The lower reaches of the river pass through marshland and shingle or sand beaches, most of which is now owned by the National Trust as the "Orford Ness National Nature Reserve". Before the National Trust took ownership of this land, it was the site of a secret military base where Cobra Mist trials of over-the-horizon radar were carried out during the Cold War.

The shingle spit that blocks the river, Orford Ness, is now some 10 mi in length and is owned by the National Trust, The main area through which the Rivers Alde and Ore flow is open countryside in private ownership, much of it arable farmland.
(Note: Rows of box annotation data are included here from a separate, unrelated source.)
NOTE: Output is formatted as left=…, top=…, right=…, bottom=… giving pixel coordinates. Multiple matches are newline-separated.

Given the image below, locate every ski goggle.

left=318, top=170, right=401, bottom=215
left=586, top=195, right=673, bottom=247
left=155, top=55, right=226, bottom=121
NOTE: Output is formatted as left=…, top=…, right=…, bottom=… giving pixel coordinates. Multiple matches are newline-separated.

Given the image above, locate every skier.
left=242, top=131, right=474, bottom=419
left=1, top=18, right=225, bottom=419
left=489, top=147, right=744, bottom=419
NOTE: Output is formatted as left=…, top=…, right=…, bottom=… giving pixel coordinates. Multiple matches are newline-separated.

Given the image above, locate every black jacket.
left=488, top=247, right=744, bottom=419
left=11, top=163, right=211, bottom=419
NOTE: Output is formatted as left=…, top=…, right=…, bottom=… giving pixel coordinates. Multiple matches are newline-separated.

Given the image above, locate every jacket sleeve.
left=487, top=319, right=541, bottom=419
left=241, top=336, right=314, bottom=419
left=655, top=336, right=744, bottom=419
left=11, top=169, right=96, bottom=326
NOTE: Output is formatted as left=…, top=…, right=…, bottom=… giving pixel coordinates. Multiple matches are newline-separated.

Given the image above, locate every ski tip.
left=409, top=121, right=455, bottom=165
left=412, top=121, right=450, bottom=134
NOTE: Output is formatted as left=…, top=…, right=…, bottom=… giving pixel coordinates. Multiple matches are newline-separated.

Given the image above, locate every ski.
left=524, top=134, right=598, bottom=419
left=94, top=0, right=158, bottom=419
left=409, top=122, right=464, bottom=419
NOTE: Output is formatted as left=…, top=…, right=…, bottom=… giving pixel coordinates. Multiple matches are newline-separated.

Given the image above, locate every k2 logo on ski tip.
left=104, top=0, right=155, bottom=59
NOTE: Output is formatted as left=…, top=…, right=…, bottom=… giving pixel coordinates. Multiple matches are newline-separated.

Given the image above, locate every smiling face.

The tidal reaches (below Snape Bridge) are within the Suffolk Coast and Heaths Area of Outstanding Natural Beauty, as well as being a Site of Special Scientific Interest, a designated Special Area of Conservation and a Special Protection Area. An RSPB reserve, Boyton Marshes, is situated between the River Ore and the Butley River. A registered charity, the Alde & Ore Association, exists to "preserve and protect for the public benefit the Alde, Ore and Butley Creek rivers and their banks from Shingle Street to their tidal limits".

The novel What I Was by Meg Rosoff is set on the coastline where the River Ore meets the sea.

==Alde Mudflats==
An area of mudflats 22 ha on the southern side of the river, near Iken, is managed by the Suffolk Wildlife Trust as their Alde Mudflats nature reserve: there is no public land access to prevent a human disturbance.